Her story was the heartbeat before the pulse.

Marlon A. Hill
South Miami

South Beach Manifesto: Stay Informed to Survive
At last some smart talk about hip-hop: In the foreseeable future I probably won't be adding any hip-hop CDs to my collection of Forties big-band music, Fifties blues and jazz, and Sixties and Seventies rock and roll, but I did appreciate and enjoy Brett Sokol's thorough piece on The Source magazine publisher David Mays ("It's a Hip-Hop World," July 5).

Amid all the ranting and raving that took place in various quarters following the recent hip-hop weekend on Miami Beach, it was extremely difficult to hear a reasoned and dispassionate explanation of hip-hop culture from most of Miami's media outlets. Brett's piece was an example of why New Times should be required weekly reading, especially by some city officials and so-called journalists in this town.

Bill Cooke

South Beach Manifesto: Forget Racism, Think Civility
And for role models consider blue-blooded New England WASPs: Art, literature, and music are subjective, and so I don't want to address the music element in hip-hop. I'll leave music criticism to musicologists and musicians. But in the "Kulchur" column of July 5, Brett Sokol refers to a meeting with David Mays of The Source magazine in Preston's, a restaurant in the Loews Hotel three blocks east of my home. I live in an integrated building with whites, Jews, Hispanics, and blacks. The management has white, Hispanic, and black employees.

At 3:30 a.m. of the Saturday during Urban Fashion Week I was awakened for the first time since Peter Thomas's "How Can I Be Down" hip-hop convention. People were screaming in cars, squatting on private property, drinking alcohol, and generally raising hell. This is a residential building on a residential block. There was a worse repeat at 4:45 a.m.
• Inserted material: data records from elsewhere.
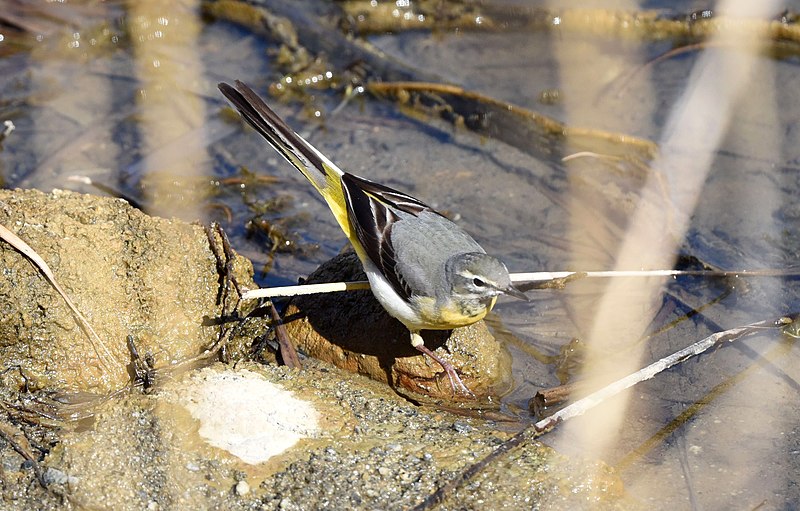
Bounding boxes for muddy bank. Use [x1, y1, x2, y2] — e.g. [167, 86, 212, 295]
[0, 191, 632, 510]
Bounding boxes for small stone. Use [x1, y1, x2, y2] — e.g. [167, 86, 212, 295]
[453, 421, 472, 435]
[42, 467, 78, 485]
[236, 481, 250, 497]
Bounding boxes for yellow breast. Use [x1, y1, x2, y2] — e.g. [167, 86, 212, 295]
[410, 297, 497, 330]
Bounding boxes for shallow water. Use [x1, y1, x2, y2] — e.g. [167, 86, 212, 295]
[0, 2, 800, 509]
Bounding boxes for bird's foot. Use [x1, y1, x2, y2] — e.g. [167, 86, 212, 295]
[414, 344, 478, 399]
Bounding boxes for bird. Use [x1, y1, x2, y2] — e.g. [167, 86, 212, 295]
[218, 80, 528, 397]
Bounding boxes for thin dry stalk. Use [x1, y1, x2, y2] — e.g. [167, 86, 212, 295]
[0, 224, 123, 373]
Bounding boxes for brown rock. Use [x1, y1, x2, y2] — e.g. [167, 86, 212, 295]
[0, 190, 262, 392]
[285, 252, 511, 399]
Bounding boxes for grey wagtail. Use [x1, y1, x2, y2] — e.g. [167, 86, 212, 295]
[219, 80, 527, 395]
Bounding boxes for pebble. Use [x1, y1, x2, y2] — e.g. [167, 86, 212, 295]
[236, 481, 250, 497]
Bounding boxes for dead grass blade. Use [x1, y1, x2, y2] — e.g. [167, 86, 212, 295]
[0, 224, 123, 373]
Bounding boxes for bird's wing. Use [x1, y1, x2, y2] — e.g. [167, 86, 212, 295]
[342, 173, 438, 299]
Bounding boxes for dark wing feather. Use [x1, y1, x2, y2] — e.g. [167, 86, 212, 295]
[342, 173, 435, 299]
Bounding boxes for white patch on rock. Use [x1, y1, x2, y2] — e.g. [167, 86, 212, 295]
[177, 369, 319, 465]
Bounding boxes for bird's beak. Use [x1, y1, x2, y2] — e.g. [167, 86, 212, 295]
[501, 285, 530, 302]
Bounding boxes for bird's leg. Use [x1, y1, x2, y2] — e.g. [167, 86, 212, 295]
[411, 331, 476, 398]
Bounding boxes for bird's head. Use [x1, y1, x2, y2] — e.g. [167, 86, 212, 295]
[445, 252, 528, 303]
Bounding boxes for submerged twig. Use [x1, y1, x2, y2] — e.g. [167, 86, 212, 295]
[413, 419, 559, 511]
[414, 313, 800, 511]
[268, 301, 303, 369]
[0, 224, 121, 373]
[0, 421, 47, 487]
[536, 314, 800, 428]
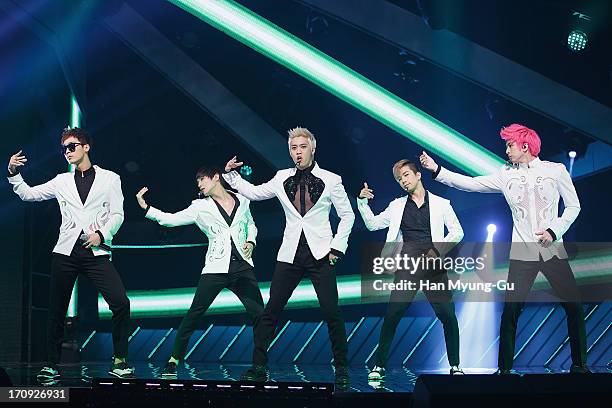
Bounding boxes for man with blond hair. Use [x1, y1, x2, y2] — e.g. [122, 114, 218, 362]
[223, 127, 355, 385]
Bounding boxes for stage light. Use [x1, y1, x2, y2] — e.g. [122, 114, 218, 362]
[567, 30, 589, 52]
[240, 165, 253, 177]
[169, 0, 504, 175]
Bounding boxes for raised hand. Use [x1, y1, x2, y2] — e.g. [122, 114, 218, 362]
[8, 150, 28, 174]
[359, 183, 374, 199]
[419, 151, 438, 171]
[225, 156, 242, 173]
[136, 187, 149, 210]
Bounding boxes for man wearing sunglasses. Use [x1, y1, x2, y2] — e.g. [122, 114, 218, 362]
[8, 128, 134, 382]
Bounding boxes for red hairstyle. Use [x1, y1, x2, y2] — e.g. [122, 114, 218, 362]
[499, 123, 542, 157]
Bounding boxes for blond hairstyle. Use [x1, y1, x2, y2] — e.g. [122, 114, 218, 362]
[287, 126, 317, 149]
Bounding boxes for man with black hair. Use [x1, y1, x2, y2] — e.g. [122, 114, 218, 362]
[357, 159, 463, 381]
[136, 166, 263, 378]
[8, 127, 134, 382]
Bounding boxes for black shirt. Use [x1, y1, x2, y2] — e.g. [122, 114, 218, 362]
[74, 166, 96, 204]
[283, 162, 325, 217]
[400, 191, 433, 248]
[212, 193, 252, 273]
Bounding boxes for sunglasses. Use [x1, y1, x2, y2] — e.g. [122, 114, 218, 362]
[60, 142, 85, 154]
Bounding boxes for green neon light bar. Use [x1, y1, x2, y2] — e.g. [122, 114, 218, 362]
[98, 255, 612, 319]
[66, 95, 81, 317]
[168, 0, 504, 175]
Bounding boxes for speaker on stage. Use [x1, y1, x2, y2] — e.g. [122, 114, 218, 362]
[0, 367, 13, 387]
[413, 374, 612, 408]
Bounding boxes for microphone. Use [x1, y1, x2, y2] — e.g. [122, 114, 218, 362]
[79, 234, 113, 251]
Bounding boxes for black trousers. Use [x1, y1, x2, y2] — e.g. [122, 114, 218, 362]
[498, 257, 586, 370]
[172, 268, 263, 360]
[47, 242, 130, 365]
[376, 264, 459, 367]
[253, 242, 348, 366]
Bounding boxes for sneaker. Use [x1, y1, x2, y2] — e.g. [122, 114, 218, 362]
[334, 366, 350, 385]
[36, 365, 59, 381]
[570, 364, 592, 374]
[161, 361, 177, 378]
[368, 366, 386, 381]
[108, 361, 134, 378]
[450, 366, 465, 375]
[240, 364, 270, 382]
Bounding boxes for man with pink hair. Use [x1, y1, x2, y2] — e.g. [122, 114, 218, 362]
[420, 124, 590, 374]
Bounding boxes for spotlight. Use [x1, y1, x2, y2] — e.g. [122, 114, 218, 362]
[240, 166, 253, 177]
[567, 30, 589, 52]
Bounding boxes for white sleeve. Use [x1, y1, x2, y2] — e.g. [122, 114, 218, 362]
[549, 164, 580, 239]
[8, 173, 57, 201]
[357, 198, 391, 231]
[145, 202, 197, 227]
[223, 170, 278, 201]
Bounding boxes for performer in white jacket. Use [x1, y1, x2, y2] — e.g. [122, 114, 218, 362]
[136, 166, 263, 378]
[8, 128, 134, 381]
[357, 159, 463, 381]
[223, 127, 355, 384]
[420, 124, 590, 374]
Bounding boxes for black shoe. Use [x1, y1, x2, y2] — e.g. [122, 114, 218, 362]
[450, 366, 465, 375]
[493, 368, 520, 375]
[334, 366, 350, 386]
[36, 365, 60, 382]
[108, 361, 134, 378]
[240, 364, 270, 382]
[161, 361, 177, 379]
[570, 364, 593, 374]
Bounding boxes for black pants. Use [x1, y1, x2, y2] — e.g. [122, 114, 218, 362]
[498, 257, 586, 370]
[376, 264, 459, 367]
[172, 268, 263, 360]
[253, 242, 348, 366]
[47, 242, 130, 365]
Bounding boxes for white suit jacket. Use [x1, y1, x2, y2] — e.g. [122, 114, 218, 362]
[8, 166, 123, 256]
[357, 192, 463, 257]
[435, 158, 580, 261]
[223, 163, 355, 263]
[146, 194, 257, 273]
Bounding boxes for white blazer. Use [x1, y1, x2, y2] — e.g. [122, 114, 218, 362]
[223, 163, 355, 263]
[357, 192, 463, 264]
[8, 166, 123, 256]
[146, 194, 257, 273]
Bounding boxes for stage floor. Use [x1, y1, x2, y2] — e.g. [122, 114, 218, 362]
[4, 361, 612, 393]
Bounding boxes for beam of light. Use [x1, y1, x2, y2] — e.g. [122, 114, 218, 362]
[168, 0, 504, 175]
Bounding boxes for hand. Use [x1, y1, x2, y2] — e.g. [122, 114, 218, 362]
[242, 242, 255, 259]
[359, 183, 374, 199]
[225, 156, 242, 173]
[425, 249, 438, 258]
[136, 187, 149, 210]
[83, 232, 102, 248]
[536, 231, 553, 248]
[419, 151, 438, 172]
[329, 253, 340, 266]
[8, 150, 28, 174]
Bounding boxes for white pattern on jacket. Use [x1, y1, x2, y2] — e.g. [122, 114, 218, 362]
[8, 166, 123, 256]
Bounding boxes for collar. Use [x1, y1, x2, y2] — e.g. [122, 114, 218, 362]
[295, 160, 317, 176]
[74, 166, 96, 177]
[518, 157, 542, 169]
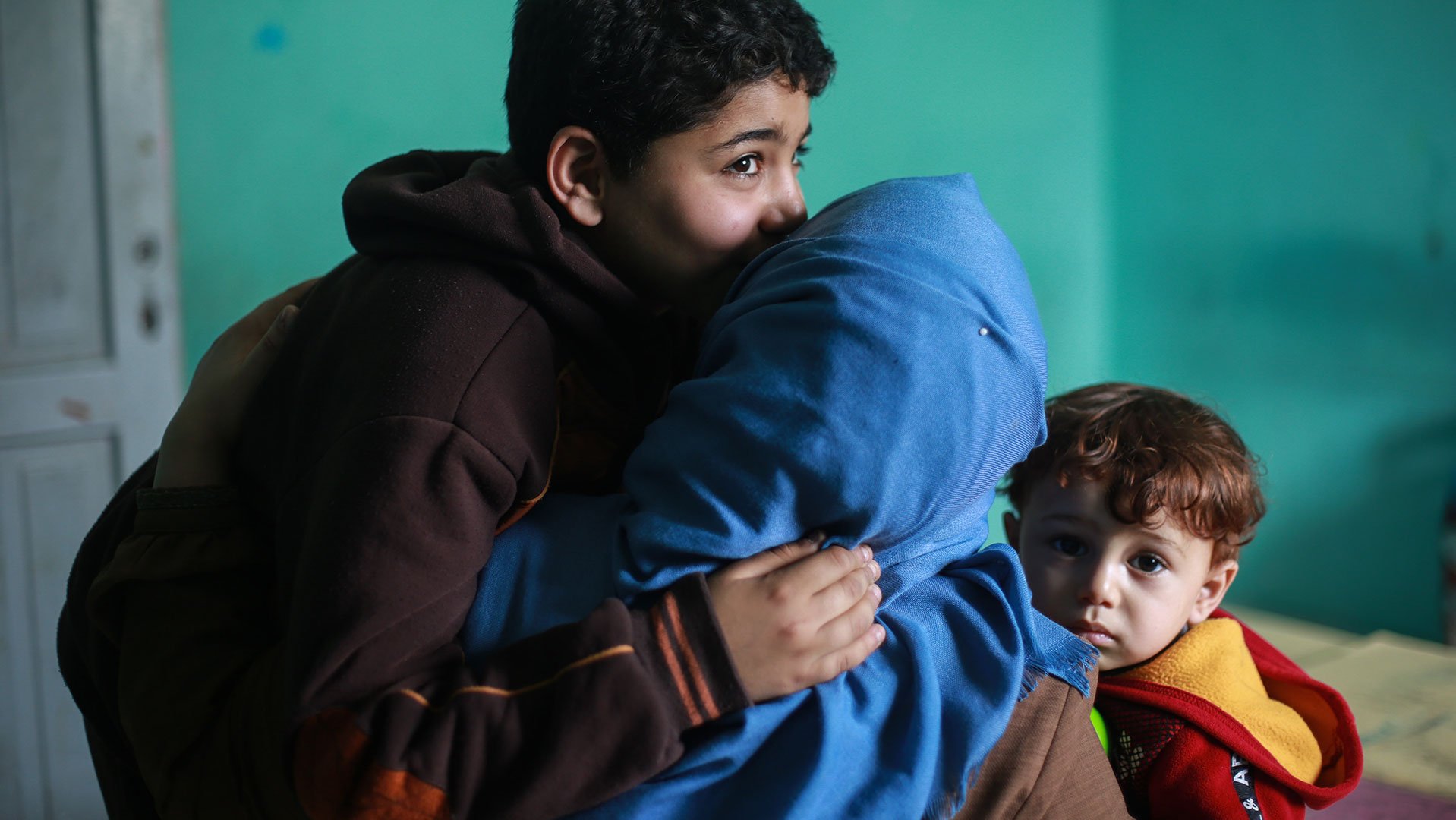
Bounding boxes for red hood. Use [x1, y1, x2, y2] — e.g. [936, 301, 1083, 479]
[1098, 609, 1364, 809]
Sunday morning, with the added bonus of people parked in the driveway of the building across the street (again, an integrated building), so that residents couldn't get in and out of this private property.

The following week I learned that Miami Beach concessionaires, who were born and live in this community, were attacked by hip-hop people with broken beer bottles and that one of the hotel lobbies was the scene of a fight and physical damage. Also there were attempts to rip trash baskets off poles, and when that didn't work, they were bent out of shape.